Política

Pavimentação terá R$ 67,2 mi em 2020

Câmara de Vereadores aprovou em sessão nesta quarta-feira projeto de Lei 338/19, do Executivo, que estabelece o orçamento do Município o próximo ano
Investimentos em pavimentação estão entre os principais investidos em 2020 (Foto: Arquivo DC)

Os vereadores de Ponta Grossa aprovaram, em primeira discussão, na sessão desta quarta-feira (4), o projeto de Lei 338/19, do Poder Executivo, que estabelece o orçamento do Município o próximo ano, que deve chegar a R$ 1,04 bilhão, em receita líquida.

Do montante previsto para o próximo ano, R$ 67,2 milhões serão destinados à pavimentação - serão R$ 60 milhões pelo programa de Financiamento à Infraestrutura e ao Saneamento (Finisa), via Secretaria de Planejamento e mais R$ 7,2 milhões via Secretaria de Serviços Públicos. A maior parcela dos recursos será destinada para educação - R$ 262 milhões. Saúde terá R$ 209,8 milhões; R$ 19,9 milhões vão para segurança e R$ 6,6 milhões para esporte e lazer.

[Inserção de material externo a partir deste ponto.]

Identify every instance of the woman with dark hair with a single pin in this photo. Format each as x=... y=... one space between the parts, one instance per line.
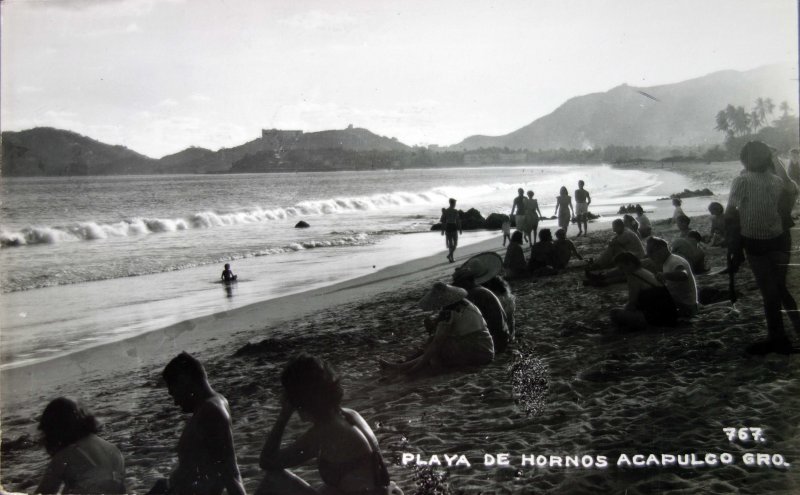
x=514 y=262
x=649 y=300
x=81 y=461
x=758 y=195
x=564 y=209
x=348 y=456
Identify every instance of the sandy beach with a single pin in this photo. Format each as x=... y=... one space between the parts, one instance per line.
x=571 y=386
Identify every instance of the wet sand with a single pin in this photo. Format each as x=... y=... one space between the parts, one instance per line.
x=571 y=386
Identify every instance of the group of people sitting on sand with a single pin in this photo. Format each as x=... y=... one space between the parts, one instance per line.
x=471 y=320
x=347 y=452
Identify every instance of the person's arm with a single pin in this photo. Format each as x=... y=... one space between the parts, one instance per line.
x=574 y=250
x=215 y=423
x=53 y=475
x=303 y=449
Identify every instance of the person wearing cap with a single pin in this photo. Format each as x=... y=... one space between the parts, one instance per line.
x=518 y=210
x=469 y=276
x=755 y=197
x=460 y=335
x=451 y=226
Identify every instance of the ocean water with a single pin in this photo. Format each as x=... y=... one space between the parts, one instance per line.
x=87 y=260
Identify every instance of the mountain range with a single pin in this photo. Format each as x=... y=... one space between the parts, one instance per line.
x=679 y=114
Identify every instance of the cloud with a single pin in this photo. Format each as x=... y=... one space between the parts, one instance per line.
x=319 y=20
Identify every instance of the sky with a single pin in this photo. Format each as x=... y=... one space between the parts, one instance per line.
x=159 y=76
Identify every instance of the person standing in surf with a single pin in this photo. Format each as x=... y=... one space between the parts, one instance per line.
x=451 y=225
x=518 y=208
x=532 y=214
x=582 y=202
x=564 y=209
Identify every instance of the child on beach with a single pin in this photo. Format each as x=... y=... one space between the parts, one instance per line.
x=514 y=262
x=81 y=461
x=716 y=237
x=206 y=457
x=564 y=250
x=227 y=274
x=506 y=227
x=677 y=202
x=645 y=227
x=348 y=456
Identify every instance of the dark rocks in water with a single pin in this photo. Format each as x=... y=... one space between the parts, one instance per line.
x=495 y=221
x=690 y=194
x=472 y=219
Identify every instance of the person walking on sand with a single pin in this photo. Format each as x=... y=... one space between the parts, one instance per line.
x=206 y=457
x=348 y=456
x=564 y=209
x=582 y=202
x=532 y=214
x=755 y=197
x=451 y=225
x=80 y=461
x=518 y=207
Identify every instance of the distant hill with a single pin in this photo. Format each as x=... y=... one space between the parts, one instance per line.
x=682 y=114
x=48 y=151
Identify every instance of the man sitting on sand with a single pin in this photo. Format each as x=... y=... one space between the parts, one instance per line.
x=689 y=249
x=478 y=270
x=206 y=458
x=460 y=336
x=564 y=250
x=623 y=241
x=676 y=273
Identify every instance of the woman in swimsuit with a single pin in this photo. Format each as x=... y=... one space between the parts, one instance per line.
x=81 y=461
x=347 y=452
x=564 y=209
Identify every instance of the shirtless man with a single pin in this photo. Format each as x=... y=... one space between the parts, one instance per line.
x=582 y=202
x=206 y=459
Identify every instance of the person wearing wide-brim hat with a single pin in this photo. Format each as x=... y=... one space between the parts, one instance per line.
x=475 y=271
x=460 y=335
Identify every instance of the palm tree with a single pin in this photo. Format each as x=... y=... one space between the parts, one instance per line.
x=755 y=119
x=741 y=121
x=722 y=122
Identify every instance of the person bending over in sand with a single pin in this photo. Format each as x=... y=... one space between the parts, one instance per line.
x=514 y=262
x=564 y=209
x=677 y=202
x=227 y=274
x=689 y=249
x=631 y=224
x=543 y=256
x=755 y=196
x=645 y=227
x=582 y=202
x=348 y=456
x=502 y=290
x=676 y=273
x=451 y=226
x=475 y=271
x=623 y=241
x=460 y=335
x=532 y=214
x=80 y=461
x=716 y=237
x=206 y=457
x=649 y=301
x=564 y=250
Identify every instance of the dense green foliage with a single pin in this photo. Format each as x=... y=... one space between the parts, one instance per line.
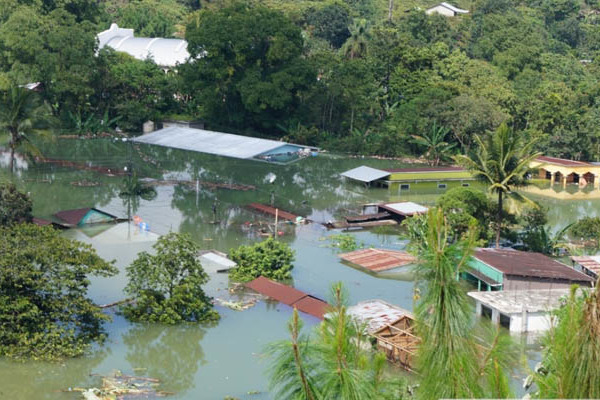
x=15 y=206
x=269 y=258
x=167 y=287
x=453 y=360
x=569 y=369
x=44 y=277
x=502 y=161
x=332 y=363
x=464 y=207
x=356 y=76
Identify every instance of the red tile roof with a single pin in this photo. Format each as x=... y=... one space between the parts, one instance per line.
x=377 y=260
x=289 y=296
x=562 y=161
x=528 y=264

A proposta orçamentária do município recebeu 374 emendas propostas pelos vereadores. Estes pedidos, voltados para diferentes setores, são sugestões, e não representam que deverão ser executados, obrigatoriamente, pela Prefeitura no ano que vem. Entre as emendas estão recursos para 'Bolsa atleta', aquisição de pontos de ônibus, pavimentação em diversas regiões, além de destinação de recursos para diversas entidades, entre outras. 
A votação gerou bastante discussão entre os vereadores. O vereador Florenal Silva (Pode) destacou o trabalho do prefeito Marcelo Rangel (PSDB) para que o Município ultrapassasse a marca de R$ 1 bilhão de orçamento. 
Diversos vereadores, no entanto, destacam problemas relacionados à saúde - como filas nas unidades de saúde e falta de médico - e o alto volume da dívida do Município. "A saúde tem um dos maiores orçamentos, então vemos que os problemas são um problema de gestão, e não de orçamento. E, mais uma vez teremos apenas R$ 20 milhões em segurança, ou seja, não evoluiu nada", destaca Ricardo Zampieri (PSL). 
O vereador Valtão (Progressitas), por outro lado, ressaltou a urgência do Executivo em reduzir o índice de gastos com pessoal. "Se o governo baixasse 3% os gastos com folha, isso representa mais R$ 30 milhões para o orçamento", destaca. "Não basta atingir R$ 1 bilhão, precisamos ter gestão eficiente; só em dívidas o Município acumula mais de R$ 400 milhões", completa Dr. Magno (PDT). 
O vereador e presidente do Legislativo, Daniel Milla (PV), também defendeu avanços na gestão do governo Marcelo Rangel. "É fácil falar que tem fila nas unidades de saúde, mas não podemos contratar, pois temos uma série de fatores que impactam o limite de gastos com pessoal, e que não é culpa de cargos comissionados", aponta. 

Evolução 
O valor do orçamento previsto para o próximo ano representa que o dobro do orçamento comparado há oito anos. Segundo a Secretaria Municipal da Fazenda, em 2013, quando o prefeito Marcelo Rangel (PSDB) assumiu, o orçamento era de R$ 527,4 milhões. O orçamento programado para 2020 representa ainda um crescimento de 10,8% em comparação aos R$ 940,9 milhões registrados em 2019. Do montante previsto para o próximo ano, as receitas correntes totalizarão R$ 981,5 milhões e as receitas de capital somarão R$ 140,9 milhões. 
Além dos investimentos previstos, a prefeitura, conforme acordo firmado com o Tribunal Regional do Trabalho e o Tribunal de Justiça, em 2020 deve realizar o pagamento de cerca de R$ 30 milhões em precatórios. 

Saúde

Nesta quarta-feira (4), os vereadores também aprovaram, em primeira discussão, o projeto de Lei 330/19, que autoriza o Poder Executivo a abrir um crédito adicional especial no valor de R$ 327.285,27 para implantação da Central de Regularização de Consultas e Exames para a garantia do acesso adequado e oportuno dos usuários a ações e serviços de saúde. 

O valor será destinado, conforme o projeto, para aquisição de equipamentos e material permanente para a Central. Conforme informações da Fundação de Saúde, a Central de Regulação já está implantada, com equipamentos e mobiliário da própria Fundação. O recursos previstos no projeto, via Ministério da Saúde, viabilizarão a aquisição de equipamentos próprios para o setor.